Roh Kudus menjelaskan kepada saya bahwa ini adalah sebuah aksi untuk menggunakan apapun yang Anda miliki untuk bekerja bagi Tuhan. Walaupun kelihatannya talenta atau bakat tersebut tidak berhubungan sama sekali dengan ‘pedang’ atau peperangan rohani, tapi ternyata semua itu bisa ‘ditempa’ atau diolah menjadi senjata! Bukankah ini luar biasa? Berarti bila Anda punya bakat menggambar, Anda tidak perlu membuangnya demi mengikut Tuhan! Anda hanya perlu mengolah talenta tersebut menjadi sesuatu yang menyenangkan Tuhan dan sesuai dengan keinginan hati-Nya! Begitu juga berlaku bagi bakat-bakat Anda yang lain seperti menulis, berbicara di depan umum, menari, dan sebagainya. Asal Anda nggak bakat nyolong sih saya rasa Tuhan tidak akan keberatan...
Dari sini, saya kemudian diingatkan mengenai para penulis dan ahli seni lainnya yang mempersembahkan talenta mereka untuk Tuhan. C.S Lewis misalnya, menggunakan imajinasi dan bakatnya untuk menulis karya fiksi mengenai perjalanan kehidupan rohaninya dan menjangkau anak-anak agar mengenal Tuhan dan nilai-nilai-Nya. Para pelukis menggunakan talenta mereka untuk menggambarkan ilustrasi Alkitab untuk membantu orang-orang Kristen yang tidak bisa baca-tulis. Para komposer dan ahli muski menggunakan bakat mereka untuk membuat lagu-lagu yang meninggikan nama-Nya dan menyalurkan kekuatan Allah. Dan saya harus menyebutkan apa lagi? Ahli arkeologi yang mendevosikan hidupnya untuk mencari artefak-artefak Biblikal seperti Ron Wyatt? Atau para aktor dan aktris yang dengan sukarela berakting dalam dunia perfilm-an Kristiani seperti Kendrick bersaudara? Anda dapat melanjutkan daftarnya.

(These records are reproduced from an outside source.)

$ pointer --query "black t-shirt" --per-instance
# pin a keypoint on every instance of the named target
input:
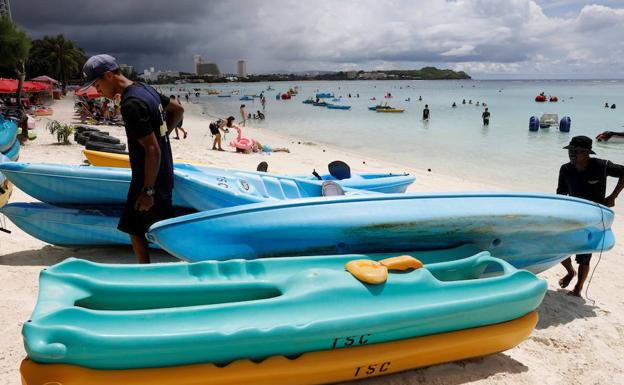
(590, 184)
(139, 123)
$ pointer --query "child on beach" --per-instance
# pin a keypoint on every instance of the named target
(215, 129)
(585, 177)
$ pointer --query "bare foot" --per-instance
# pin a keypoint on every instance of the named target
(565, 281)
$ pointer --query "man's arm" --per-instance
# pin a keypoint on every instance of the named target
(615, 170)
(152, 165)
(173, 114)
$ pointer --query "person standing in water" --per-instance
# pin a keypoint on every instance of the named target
(486, 117)
(586, 177)
(243, 115)
(149, 118)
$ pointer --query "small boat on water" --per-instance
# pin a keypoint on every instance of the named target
(390, 110)
(338, 107)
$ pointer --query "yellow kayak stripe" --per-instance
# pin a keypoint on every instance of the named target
(310, 368)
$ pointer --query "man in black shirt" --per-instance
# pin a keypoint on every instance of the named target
(142, 108)
(585, 177)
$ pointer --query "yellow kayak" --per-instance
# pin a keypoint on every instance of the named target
(321, 367)
(107, 159)
(390, 110)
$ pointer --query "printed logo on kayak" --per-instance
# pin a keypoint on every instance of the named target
(244, 184)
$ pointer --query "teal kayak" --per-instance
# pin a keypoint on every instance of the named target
(137, 316)
(524, 229)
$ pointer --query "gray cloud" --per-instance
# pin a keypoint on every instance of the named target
(484, 35)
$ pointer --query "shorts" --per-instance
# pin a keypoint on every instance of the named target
(583, 259)
(135, 222)
(214, 130)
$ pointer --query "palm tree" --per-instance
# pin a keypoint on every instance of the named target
(64, 59)
(14, 47)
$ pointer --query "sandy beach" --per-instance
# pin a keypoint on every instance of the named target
(577, 341)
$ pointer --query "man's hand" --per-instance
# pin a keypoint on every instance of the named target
(610, 201)
(144, 203)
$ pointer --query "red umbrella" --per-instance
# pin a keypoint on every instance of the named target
(90, 93)
(8, 86)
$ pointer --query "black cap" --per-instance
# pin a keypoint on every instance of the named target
(580, 143)
(96, 67)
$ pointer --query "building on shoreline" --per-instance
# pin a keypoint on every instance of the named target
(5, 8)
(241, 67)
(203, 68)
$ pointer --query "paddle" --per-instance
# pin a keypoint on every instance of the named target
(339, 170)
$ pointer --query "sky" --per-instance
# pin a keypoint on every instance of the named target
(489, 39)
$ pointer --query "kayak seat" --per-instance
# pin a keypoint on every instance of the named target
(331, 188)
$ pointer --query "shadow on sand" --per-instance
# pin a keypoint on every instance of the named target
(454, 373)
(559, 308)
(49, 255)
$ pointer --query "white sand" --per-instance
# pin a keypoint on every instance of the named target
(576, 341)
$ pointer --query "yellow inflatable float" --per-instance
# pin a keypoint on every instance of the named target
(350, 363)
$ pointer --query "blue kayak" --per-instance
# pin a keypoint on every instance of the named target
(136, 316)
(8, 134)
(528, 230)
(13, 152)
(87, 186)
(338, 107)
(67, 226)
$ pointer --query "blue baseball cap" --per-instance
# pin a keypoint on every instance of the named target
(96, 67)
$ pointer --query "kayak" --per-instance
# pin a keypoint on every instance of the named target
(13, 152)
(6, 188)
(532, 231)
(207, 188)
(196, 187)
(73, 186)
(64, 226)
(67, 226)
(378, 182)
(8, 134)
(132, 316)
(322, 367)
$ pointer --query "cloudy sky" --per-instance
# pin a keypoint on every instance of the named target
(486, 38)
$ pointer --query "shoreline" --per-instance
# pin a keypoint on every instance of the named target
(576, 341)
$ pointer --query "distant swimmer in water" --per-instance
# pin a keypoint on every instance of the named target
(426, 112)
(486, 117)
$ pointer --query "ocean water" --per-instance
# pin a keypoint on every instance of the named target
(454, 140)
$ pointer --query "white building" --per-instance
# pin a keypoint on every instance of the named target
(241, 67)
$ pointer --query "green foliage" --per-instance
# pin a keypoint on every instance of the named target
(56, 57)
(62, 131)
(14, 45)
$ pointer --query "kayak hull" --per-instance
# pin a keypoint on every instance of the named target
(313, 368)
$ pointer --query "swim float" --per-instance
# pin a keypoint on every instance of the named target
(242, 143)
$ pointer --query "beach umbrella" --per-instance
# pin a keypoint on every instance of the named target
(8, 86)
(44, 79)
(90, 93)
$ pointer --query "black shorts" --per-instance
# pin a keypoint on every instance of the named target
(135, 222)
(214, 130)
(583, 259)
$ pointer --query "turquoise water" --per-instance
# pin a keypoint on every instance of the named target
(454, 141)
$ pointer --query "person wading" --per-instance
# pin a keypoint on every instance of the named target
(142, 109)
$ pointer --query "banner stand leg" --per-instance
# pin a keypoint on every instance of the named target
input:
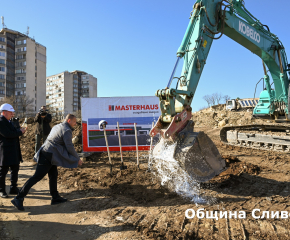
(150, 152)
(136, 134)
(123, 167)
(108, 150)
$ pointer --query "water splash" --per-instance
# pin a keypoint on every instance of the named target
(171, 175)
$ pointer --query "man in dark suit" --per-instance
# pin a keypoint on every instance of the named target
(10, 153)
(42, 119)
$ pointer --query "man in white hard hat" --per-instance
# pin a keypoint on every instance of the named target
(10, 153)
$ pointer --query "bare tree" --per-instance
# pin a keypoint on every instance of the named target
(226, 98)
(207, 99)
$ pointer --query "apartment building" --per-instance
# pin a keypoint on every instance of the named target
(22, 70)
(64, 91)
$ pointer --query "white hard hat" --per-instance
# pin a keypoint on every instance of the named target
(6, 107)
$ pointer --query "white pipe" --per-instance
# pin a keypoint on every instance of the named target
(136, 138)
(150, 151)
(120, 142)
(107, 147)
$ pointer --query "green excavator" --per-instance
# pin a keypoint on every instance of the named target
(196, 153)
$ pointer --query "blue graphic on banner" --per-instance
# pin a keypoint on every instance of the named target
(124, 121)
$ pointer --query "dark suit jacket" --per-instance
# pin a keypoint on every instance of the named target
(10, 153)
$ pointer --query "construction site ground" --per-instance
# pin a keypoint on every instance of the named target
(132, 204)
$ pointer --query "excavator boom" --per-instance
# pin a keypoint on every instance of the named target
(209, 20)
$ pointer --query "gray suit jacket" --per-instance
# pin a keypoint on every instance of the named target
(59, 144)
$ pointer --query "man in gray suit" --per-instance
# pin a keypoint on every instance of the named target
(57, 150)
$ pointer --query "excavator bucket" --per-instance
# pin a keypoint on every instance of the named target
(196, 153)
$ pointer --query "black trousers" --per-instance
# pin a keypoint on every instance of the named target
(43, 167)
(13, 177)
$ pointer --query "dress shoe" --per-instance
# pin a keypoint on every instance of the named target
(13, 190)
(58, 200)
(3, 194)
(18, 203)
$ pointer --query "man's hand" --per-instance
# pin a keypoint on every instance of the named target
(80, 162)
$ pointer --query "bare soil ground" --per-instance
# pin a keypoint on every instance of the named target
(131, 204)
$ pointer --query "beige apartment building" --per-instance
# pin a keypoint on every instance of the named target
(64, 91)
(22, 70)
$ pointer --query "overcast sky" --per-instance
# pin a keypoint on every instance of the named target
(130, 45)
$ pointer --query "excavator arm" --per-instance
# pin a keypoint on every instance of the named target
(209, 20)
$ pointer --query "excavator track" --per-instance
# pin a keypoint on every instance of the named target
(272, 137)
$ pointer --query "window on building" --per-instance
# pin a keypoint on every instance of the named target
(20, 78)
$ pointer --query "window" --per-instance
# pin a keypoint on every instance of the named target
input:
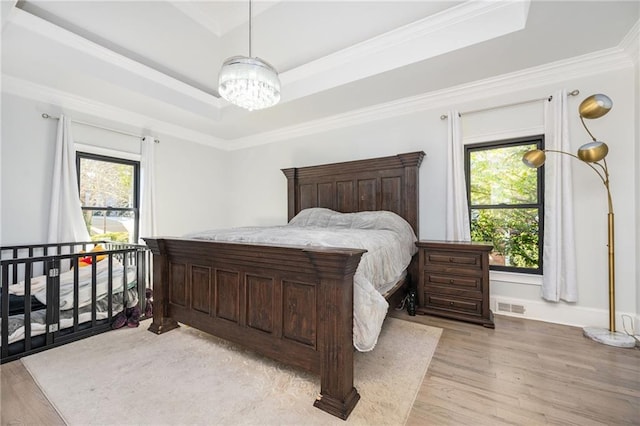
(506, 203)
(109, 195)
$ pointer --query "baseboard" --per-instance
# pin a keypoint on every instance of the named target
(560, 313)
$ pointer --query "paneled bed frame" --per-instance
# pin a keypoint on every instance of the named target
(290, 303)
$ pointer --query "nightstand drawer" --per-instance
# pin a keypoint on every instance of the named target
(460, 282)
(453, 280)
(452, 259)
(436, 301)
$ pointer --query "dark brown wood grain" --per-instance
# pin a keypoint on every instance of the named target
(294, 304)
(454, 281)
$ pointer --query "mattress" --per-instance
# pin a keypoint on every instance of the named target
(388, 239)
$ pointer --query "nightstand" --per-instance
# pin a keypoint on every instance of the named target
(453, 280)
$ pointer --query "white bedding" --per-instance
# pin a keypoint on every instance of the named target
(388, 239)
(39, 321)
(39, 283)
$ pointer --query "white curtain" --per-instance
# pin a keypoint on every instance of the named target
(66, 223)
(147, 190)
(457, 210)
(559, 259)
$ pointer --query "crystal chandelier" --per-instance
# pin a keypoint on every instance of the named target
(248, 82)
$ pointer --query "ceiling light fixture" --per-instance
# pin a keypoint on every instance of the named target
(247, 82)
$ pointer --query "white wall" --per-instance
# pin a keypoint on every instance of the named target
(200, 187)
(636, 120)
(190, 177)
(262, 201)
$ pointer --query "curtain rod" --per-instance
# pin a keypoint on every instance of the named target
(45, 115)
(572, 93)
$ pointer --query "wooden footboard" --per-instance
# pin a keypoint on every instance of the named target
(293, 304)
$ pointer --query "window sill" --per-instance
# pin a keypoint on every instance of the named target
(516, 278)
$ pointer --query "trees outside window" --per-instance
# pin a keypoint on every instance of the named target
(109, 195)
(506, 203)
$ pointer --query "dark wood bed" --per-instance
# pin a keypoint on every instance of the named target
(293, 304)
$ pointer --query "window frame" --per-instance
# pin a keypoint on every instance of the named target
(136, 188)
(537, 140)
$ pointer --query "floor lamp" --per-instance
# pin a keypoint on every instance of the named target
(593, 155)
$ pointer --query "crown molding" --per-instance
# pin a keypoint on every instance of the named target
(531, 78)
(51, 31)
(74, 105)
(631, 43)
(478, 21)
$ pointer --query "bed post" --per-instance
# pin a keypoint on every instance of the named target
(335, 269)
(292, 194)
(161, 320)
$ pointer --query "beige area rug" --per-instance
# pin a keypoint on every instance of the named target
(185, 377)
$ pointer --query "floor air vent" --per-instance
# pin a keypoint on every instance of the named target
(508, 307)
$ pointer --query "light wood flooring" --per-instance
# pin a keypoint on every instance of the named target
(524, 373)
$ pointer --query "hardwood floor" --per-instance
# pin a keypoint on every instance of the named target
(523, 372)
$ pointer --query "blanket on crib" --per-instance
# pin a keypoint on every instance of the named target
(118, 274)
(39, 318)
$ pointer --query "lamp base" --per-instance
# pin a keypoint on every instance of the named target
(611, 338)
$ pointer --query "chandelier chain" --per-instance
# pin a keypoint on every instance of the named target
(250, 28)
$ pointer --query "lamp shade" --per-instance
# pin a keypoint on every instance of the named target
(249, 83)
(595, 106)
(534, 158)
(592, 152)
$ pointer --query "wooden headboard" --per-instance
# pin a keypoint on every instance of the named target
(385, 183)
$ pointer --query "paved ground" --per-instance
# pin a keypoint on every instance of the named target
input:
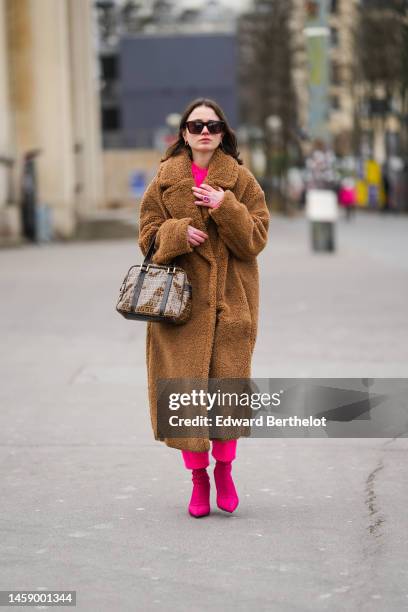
(90, 502)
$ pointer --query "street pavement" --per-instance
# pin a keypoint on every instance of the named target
(91, 502)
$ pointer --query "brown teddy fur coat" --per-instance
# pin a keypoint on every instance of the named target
(219, 338)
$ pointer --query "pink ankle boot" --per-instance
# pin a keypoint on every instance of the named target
(200, 497)
(227, 498)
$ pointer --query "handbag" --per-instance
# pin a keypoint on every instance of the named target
(152, 292)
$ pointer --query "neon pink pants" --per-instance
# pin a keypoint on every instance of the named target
(222, 450)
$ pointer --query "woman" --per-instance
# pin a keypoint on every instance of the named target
(211, 218)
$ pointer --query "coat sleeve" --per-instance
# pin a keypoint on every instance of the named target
(243, 226)
(171, 238)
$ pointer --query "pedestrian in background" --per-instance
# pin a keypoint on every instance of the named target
(209, 214)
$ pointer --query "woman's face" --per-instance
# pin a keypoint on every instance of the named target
(204, 142)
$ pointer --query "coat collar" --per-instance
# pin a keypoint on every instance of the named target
(222, 170)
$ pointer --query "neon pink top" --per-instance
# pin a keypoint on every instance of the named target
(199, 174)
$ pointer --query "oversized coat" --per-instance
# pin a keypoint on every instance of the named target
(219, 338)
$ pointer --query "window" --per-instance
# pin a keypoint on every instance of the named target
(335, 76)
(312, 9)
(110, 119)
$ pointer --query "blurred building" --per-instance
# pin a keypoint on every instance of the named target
(49, 103)
(342, 22)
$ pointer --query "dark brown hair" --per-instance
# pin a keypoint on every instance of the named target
(229, 142)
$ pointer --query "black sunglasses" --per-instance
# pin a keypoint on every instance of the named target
(196, 127)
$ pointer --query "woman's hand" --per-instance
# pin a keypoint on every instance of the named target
(208, 195)
(194, 236)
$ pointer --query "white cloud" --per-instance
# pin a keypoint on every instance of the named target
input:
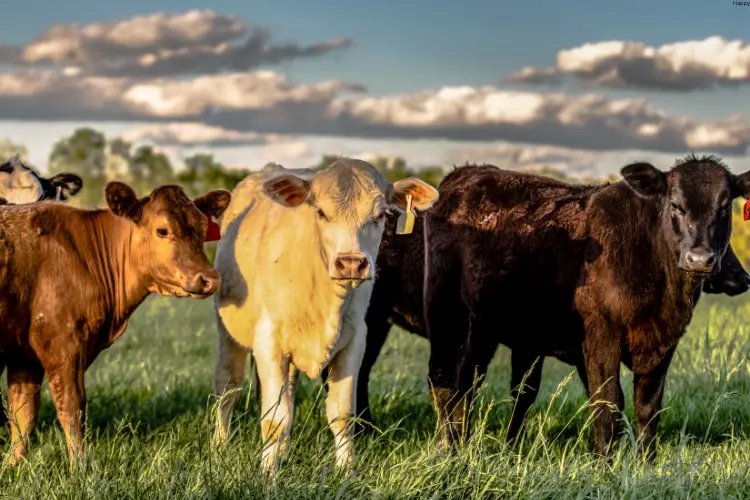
(573, 162)
(266, 102)
(199, 134)
(193, 42)
(683, 66)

Jadi, bersukacitalah! Tuhan tidak menyuruh Anda dan saya untuk meninggalkan bakat-bakat yang tadinya Anda pikir tidak berguna untuk evangelisasi! Lebih baik dan menantang dari itu, Ia menyuruh kita untuk mengolahnya demi kemuliaan nama-Nya!
Tapi jangan lupa, ingat ilustrasi yang diberikan Roh Kudus di atas. Hati Anda adalah kunci dari segala penghakiman Allah atas setiap individu. Apakah Anda benar-benar ingin melayani Dia lewat segala bakat dan talenta Anda? Atau itu hanya ‘masker’ dan topeng untuk menyalurkan keinginan daging Anda? Pilihannya tentu ada pada setiap individu.
*Menunjuk kepada jenis fiksi tidak murni yang ditulis berdasarkan sebuah karya fiksi official seseorang, seperti misalnya Narnia. Misalnya saya tidak suka jalan cerita aslinya dan hendak mengembangkannya menjadi yang baru sesuka saya, maka itulah fanfiction. Intinya, ‘fiksi’ karangan para ‘fans’ berbasiskan fiksi yang telah terbit secara sah (dalam bentuk film, drama, komik, novel atau apapun).
Validasi : Yoel 3:10-14, Ibrani 6:1-12, 1 Yohanes 3:19-20, Efesus 5:16, Kolose 4:5.